First, it was the Grand Ayatollah Makarem Shirazi, of Qom, Iran, who sent Pope Francis a letter in which he thanked him for making a distinction between peaceful Muslims and Islamic radicals. The Grand Ayatollah said that most Muslims consider these groups separate sects that do not follow the true teachings of Islam.
Then it was King Mohamed VI of Morocco who, in a speech addressed to Moroccans living abroad, spoke harshly about Islamic terrorism. He said that those who kill innocent people "are not Muslims.”
Next, the Grand Mufti of Croatia, Aziz Hasanovic, also spoke on Monday about the challenges that Islam faces. In a conference in Rimini, Italy, he said that many are using religion for personal gain.
Grand Mufti of Croatia
"We as Muslims believe that using Islam for personal gain is an abuse of our religion. However, those that do that are a minority: there are more than a 1.5 thousand million Muslims in the world.”

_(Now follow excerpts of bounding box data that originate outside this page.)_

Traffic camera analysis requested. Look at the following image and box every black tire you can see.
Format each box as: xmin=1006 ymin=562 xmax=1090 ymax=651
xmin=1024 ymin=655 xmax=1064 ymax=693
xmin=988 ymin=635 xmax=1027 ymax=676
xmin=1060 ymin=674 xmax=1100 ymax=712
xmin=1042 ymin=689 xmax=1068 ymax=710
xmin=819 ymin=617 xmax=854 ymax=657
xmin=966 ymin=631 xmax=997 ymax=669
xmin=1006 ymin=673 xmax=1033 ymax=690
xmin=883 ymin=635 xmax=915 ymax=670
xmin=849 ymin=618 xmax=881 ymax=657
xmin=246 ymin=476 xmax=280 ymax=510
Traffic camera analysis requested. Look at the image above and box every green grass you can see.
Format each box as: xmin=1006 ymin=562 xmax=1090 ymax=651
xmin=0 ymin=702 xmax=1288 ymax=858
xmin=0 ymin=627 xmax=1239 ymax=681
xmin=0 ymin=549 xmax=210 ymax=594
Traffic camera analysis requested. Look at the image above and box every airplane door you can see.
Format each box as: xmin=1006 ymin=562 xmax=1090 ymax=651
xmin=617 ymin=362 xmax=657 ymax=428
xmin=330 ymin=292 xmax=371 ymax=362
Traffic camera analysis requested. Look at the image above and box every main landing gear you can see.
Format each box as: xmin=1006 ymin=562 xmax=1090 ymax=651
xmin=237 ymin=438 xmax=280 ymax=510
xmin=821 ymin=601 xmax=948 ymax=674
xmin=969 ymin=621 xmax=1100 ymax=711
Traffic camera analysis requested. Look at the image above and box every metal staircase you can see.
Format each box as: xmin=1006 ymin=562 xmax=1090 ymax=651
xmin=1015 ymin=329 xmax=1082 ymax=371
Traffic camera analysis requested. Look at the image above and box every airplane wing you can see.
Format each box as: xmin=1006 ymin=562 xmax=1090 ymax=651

Pope Francis has met several Muslim leaders throughout his pontificate, and visited some mosques around the world. In the Bangui mosque, in the Central African Republic, he called for Islam and Christianity to stand united against fundamentalism:
"Together, we say no to hatred, no to revenge, no to violence.”
Pope Francis believes that if Muslim leaders speak up and firmly condemn fundamentalist groups, the world will see that Islam is not a violent religion.